Venti e quattro e un locale all’aperto, piuttosto antipatico, com’è che ci siamo finiti?, non toccava a me decidere?, mah.
Il punto è non fissare il telefono: che non arriverà, non arriverà.
Il resto sono fiato e buoni propositi e posacenere affollati.
Il concetto di ricordo è come il concetto di capolavoro: al secondo piano di quella casa, i diciannove anni che ci raggiungono una volta e una volta soltanto, pieni di candele, pieni di promesse; com’è che mi viene da sorridere, ora?, com’è che non ho più niente, dentro?, com’è che mi funziona la vita, adesso?
Facciamo che ho deciso di prendere appunti: ho certe immagini per la testa, di notte, ho certe immagini per la testa.
Sì, certe immagini per la testa, sì, di notte, nel mio letto, non lo vorrei, giuro che ne farei a meno, ma è come se scrivessi: cioè, non è come se scrivessi, è proprio così; c’è chi conta le pecore, c’è chi si pasticcia, c’è chi fissa le pale del ventilatore: io scrivo.

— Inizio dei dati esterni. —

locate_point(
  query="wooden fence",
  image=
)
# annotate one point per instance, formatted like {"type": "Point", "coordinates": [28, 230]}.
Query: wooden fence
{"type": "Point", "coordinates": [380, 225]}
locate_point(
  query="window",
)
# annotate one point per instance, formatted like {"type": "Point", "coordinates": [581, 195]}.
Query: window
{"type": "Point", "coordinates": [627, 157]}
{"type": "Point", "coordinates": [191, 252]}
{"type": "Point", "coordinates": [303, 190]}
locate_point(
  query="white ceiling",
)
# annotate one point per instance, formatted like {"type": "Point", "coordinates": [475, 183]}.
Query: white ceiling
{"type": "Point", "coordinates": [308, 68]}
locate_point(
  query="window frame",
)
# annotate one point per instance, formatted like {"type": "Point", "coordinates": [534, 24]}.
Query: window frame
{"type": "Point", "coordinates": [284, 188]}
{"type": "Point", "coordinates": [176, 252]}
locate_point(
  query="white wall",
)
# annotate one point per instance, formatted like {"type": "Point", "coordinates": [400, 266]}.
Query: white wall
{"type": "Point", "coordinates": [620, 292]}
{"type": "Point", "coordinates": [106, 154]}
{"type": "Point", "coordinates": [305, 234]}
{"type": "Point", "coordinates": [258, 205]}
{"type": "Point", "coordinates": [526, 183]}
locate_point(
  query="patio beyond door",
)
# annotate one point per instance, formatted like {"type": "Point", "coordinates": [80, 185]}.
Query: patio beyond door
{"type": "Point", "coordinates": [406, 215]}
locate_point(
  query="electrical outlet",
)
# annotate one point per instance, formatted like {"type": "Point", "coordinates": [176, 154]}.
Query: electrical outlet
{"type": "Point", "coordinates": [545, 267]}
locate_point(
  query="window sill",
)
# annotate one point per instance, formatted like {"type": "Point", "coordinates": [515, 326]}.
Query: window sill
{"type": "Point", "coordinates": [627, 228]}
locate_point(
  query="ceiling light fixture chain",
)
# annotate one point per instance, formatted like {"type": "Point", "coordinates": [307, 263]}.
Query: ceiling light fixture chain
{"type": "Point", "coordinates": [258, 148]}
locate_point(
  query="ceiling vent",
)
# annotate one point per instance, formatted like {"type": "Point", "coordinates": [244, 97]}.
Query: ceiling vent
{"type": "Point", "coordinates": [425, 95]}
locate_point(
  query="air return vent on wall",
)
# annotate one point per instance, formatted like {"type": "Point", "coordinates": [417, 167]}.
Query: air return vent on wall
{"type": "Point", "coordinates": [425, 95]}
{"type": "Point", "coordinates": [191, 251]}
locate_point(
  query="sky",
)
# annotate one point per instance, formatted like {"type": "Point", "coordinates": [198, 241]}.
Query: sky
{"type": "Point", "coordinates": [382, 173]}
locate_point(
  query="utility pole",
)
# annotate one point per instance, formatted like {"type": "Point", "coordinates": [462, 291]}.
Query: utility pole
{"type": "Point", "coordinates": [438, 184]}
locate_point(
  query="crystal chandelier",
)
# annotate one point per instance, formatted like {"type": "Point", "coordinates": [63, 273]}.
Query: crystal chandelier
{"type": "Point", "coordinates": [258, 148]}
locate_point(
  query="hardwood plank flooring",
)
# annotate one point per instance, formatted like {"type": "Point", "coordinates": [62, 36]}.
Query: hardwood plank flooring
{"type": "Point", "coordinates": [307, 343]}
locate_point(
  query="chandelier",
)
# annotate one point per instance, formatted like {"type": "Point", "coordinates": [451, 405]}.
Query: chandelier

Scrivere: una parola ripugnante.
Gesù, non voglio finire come quelli che scrivono.
Gesù, non voglio finire come quelli che fanno gli scrittori, proprio io, proprio io, proprio io, con la barba e con la gobba e con la sfiga.
Ce la posso fare.
No. Non è vero. Non ce la posso fare.
È il giorno del mio compleanno e non ce la posso fare.
È il giorno del mio compleanno e l’anno scorso non c’eri ma c’eri.
È il giorno del mio compleanno e non mi scappa nemmeno da vomitare.
È il giorno del mio compleanno e il concetto di ricordo è carta straccia. Il concetto di ricordo è carta da culo. Il concetto di ricordo è un’inculata a sangue.